The bell rang, and chairs scraped across the floor as students shuffled to their seats. Tadano slipped quietly into his, second row from the back. His desk was clean, save for a faint scrawl someone had etched in permanent marker: “Plainface.” He ran his thumb over it absently, pretending not to notice.
Laughter buzzed around the room, but none of it included him. He kept his head down, flipping through his textbook. Someone bumped into his chair on their way past, hard enough to jolt his desk. No apology followed. Just muffled snickers.

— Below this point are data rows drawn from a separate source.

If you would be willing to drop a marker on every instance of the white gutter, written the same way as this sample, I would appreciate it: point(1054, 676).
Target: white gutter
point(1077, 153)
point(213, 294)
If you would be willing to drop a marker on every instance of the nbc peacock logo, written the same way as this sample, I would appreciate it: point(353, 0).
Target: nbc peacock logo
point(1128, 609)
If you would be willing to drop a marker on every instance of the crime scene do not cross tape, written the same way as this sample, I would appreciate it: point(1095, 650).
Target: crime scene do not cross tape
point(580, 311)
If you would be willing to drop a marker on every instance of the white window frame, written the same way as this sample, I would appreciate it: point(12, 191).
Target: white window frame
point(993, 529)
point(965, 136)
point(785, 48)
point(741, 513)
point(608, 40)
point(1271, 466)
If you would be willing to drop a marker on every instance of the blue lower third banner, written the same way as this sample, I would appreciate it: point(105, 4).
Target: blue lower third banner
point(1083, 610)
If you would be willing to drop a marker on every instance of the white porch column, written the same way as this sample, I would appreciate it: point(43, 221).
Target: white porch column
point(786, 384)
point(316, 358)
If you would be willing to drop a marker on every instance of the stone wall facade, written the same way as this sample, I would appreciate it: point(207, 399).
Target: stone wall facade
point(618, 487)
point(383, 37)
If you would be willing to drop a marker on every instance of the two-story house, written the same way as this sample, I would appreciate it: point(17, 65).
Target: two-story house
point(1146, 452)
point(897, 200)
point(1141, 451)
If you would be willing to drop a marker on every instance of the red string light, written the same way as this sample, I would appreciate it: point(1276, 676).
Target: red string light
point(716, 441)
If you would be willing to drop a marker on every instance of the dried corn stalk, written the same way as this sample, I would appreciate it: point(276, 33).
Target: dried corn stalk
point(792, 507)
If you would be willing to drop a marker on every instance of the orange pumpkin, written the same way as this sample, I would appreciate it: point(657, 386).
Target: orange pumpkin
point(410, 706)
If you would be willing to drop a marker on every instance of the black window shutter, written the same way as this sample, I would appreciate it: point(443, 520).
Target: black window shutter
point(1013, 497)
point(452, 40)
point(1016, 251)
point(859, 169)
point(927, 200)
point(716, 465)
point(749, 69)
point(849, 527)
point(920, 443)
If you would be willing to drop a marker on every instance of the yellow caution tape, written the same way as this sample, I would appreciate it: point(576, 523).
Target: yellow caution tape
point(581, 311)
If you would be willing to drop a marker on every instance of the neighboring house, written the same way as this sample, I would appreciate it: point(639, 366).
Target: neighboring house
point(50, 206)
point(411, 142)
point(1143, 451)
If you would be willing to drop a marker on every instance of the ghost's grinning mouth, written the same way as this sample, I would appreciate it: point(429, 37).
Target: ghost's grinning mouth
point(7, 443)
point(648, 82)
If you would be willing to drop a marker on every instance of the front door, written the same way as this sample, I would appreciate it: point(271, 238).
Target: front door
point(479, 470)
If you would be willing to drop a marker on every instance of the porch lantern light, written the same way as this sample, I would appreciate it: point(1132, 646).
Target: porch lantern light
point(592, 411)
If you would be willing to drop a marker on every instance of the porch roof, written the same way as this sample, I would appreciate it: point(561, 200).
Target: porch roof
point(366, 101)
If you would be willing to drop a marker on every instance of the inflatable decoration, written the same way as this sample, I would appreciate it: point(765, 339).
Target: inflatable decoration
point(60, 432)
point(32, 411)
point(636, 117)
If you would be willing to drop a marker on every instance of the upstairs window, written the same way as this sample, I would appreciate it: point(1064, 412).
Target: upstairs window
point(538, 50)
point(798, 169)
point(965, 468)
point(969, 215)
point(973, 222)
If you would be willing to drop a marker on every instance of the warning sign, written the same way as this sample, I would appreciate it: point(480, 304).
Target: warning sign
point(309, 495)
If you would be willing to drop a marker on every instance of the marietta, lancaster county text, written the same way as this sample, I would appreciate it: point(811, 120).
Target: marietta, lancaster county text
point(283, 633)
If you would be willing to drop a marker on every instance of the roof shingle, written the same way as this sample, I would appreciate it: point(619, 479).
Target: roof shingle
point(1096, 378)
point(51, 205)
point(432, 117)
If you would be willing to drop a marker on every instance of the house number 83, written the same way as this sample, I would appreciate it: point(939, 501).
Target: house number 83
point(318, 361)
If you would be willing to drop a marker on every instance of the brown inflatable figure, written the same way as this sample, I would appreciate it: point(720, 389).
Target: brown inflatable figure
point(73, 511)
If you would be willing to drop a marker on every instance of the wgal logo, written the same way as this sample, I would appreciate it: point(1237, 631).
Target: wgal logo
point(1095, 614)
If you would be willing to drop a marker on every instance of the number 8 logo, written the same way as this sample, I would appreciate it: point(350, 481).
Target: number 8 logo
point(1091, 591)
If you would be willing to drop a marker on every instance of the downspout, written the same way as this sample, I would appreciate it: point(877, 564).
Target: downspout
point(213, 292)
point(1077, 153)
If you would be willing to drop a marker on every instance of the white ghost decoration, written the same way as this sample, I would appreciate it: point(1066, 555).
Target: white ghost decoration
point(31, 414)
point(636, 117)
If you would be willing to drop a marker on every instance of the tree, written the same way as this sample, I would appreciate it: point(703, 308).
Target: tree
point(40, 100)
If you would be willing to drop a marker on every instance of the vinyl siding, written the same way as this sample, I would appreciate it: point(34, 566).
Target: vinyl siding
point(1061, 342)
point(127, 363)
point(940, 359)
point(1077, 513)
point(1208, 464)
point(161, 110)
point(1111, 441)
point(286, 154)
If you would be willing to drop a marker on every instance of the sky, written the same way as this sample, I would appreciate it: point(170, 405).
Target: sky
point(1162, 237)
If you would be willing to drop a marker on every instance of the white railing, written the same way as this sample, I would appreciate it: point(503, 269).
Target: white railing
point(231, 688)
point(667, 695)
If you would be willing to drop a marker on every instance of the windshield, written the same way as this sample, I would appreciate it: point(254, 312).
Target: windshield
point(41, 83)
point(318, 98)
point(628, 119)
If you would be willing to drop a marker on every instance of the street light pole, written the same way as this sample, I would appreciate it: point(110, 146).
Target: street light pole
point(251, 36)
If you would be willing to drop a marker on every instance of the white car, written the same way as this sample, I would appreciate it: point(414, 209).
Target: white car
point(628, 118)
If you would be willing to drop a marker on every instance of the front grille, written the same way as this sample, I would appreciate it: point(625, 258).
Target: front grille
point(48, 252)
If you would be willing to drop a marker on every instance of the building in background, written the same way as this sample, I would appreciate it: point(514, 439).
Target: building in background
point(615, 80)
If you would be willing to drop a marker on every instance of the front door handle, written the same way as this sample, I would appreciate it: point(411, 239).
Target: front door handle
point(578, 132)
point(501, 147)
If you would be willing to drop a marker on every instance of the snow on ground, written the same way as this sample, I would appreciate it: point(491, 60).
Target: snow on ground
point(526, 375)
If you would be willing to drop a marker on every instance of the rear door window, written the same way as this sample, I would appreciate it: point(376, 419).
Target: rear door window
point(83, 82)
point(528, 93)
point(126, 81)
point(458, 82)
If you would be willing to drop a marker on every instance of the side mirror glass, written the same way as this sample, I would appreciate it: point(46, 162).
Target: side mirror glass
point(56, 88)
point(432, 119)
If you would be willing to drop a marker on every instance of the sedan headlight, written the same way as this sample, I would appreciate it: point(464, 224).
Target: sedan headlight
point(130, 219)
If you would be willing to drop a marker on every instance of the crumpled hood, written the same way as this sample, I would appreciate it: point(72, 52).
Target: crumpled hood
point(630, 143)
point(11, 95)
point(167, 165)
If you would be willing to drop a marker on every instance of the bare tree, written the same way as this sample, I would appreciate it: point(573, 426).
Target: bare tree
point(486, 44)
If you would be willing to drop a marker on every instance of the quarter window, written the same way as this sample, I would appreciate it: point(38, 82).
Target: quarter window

“Tadano, you spacing out again?” Nakamura leaned over from the next row, his voice too loud. “Must be nice having nothing to think about.” A few students laughed. Tadano managed a weak chuckle, trying to deflect it, but the pit in his stomach stayed.
On the whiteboard, the teacher wrote out a question and began calling on students at random. Tadano focused, relieved for the distraction. He raised his hand once, answered correctly. No one reacted. When another student gave the same answer moments later, they were praised.
His pencil case was missing again. He checked the floor, then under his desk. Someone had taken it—again. He didn’t bother asking. It would show up later, stuffed in a locker, broken zipper, lead snapped. He borrowed a pen from a classmate, who rolled their eyes before handing it over.
During lunch, his desk stayed empty. Even the few who used to sit with him had drifted away, finding livelier groups. A piece of bread hit the back of his head. He didn’t turn around. Laughter erupted behind him, like a background track he couldn’t mute.
He watched the clock tick down until class resumed, until the day bled into more silence. Until he could finally go home and stop pretending.